Anonymous Researcher Releases Exploit Code for 15 Zero-Day Vulnerabilities, Including Actively Exploited Flaws
An anonymous researcher has published exploit code for 15 zero-day vulnerabilities, with at least two already being exploited in the wild, raising concerns about rapid attacker adoption.
An anonymous security researcher, operating under the pseudonym 'bikini,' has released a repository containing exploit code for fifteen zero-day vulnerabilities affecting various software products and open-source projects. Notably, this release occurred without prior notification to the affected vendors or maintainers, a departure from standard responsible disclosure practices. The researcher's stated aim is to encourage interest in the cybersecurity field, though the immediate impact is a significant increase in the attack surface for numerous systems.
Among the disclosed vulnerabilities, two are highlighted as critical and are reportedly already under active exploitation. The first, CVE-2026-55200, is a pre-authentication remote code execution (RCE) flaw in libssh2, a widely used C library for the SSH2 protocol. Attackers can exploit this by sending specially crafted SSH packets with excessively large packet lengths, leading to heap memory corruption and subsequent code execution. While a fix has been merged into the libssh2 development branch, a stable release containing the patch is still pending.

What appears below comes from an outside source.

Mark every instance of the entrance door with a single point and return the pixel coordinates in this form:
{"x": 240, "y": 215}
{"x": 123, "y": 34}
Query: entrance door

The second actively exploited vulnerability is CVE-2026-20896, a critical authentication bypass affecting self-hosted Gitea Docker deployments. This flaw allows unauthenticated attackers to impersonate any user, effectively granting them full control over the Git server. A patch is available in Gitea version 1.26.3.
The exploit code and accompanying vulnerability details were initially hosted on a GitHub repository named 'exploitarium,' which has since been removed by the platform. The researcher, bikini, also shared a message encouraging others to report the vulnerabilities themselves and claim credit for any assigned CVEs, further underscoring the non-traditional approach to disclosure. This release draws parallels to the 'Nightmare Eclipse' researcher, who has been releasing Microsoft exploits, but bikini's scope is broader, encompassing multiple vendors and projects.
Beyond libssh2 and Gitea, the exploitarium repository reportedly included vulnerabilities for products such as Splunk, RustDesk, 7-Zip, VLC, AnyDesk, OpenVPN, c-ares, and Floci. While the researcher claims these exploits were previously undisclosed, independent verification of all claims and the functionality of the code remains ongoing. Some community members have dismissed certain disclosures as low-impact 'AI-fuzzing noise.'
Security analysts suggest that advanced AI models, potentially GPT-5.5 Codex, may have been instrumental in bikini's vulnerability discovery process. This aligns with growing concerns about an 'AI-induced vulnpocalypse,' where AI accelerates the identification and potential exploitation of software flaws. In response to the disclosure, researchers have already developed detection rules for many of the vulnerabilities.
The rapid dissemination of exploit code, especially for zero-days, poses a significant challenge for defenders. Attackers can leverage these readily available tools to quickly target vulnerable systems without the need for extensive exploit development. The removal of the repository does little to mitigate the risk, as the code is likely already in the hands of malicious actors and potentially being used in automated scanning efforts.
This incident underscores the evolving landscape of vulnerability discovery and disclosure. The combination of anonymous researchers, potential AI assistance, and rapid public release of exploit code creates a high-stakes environment where timely patching and robust detection mechanisms are more critical than ever.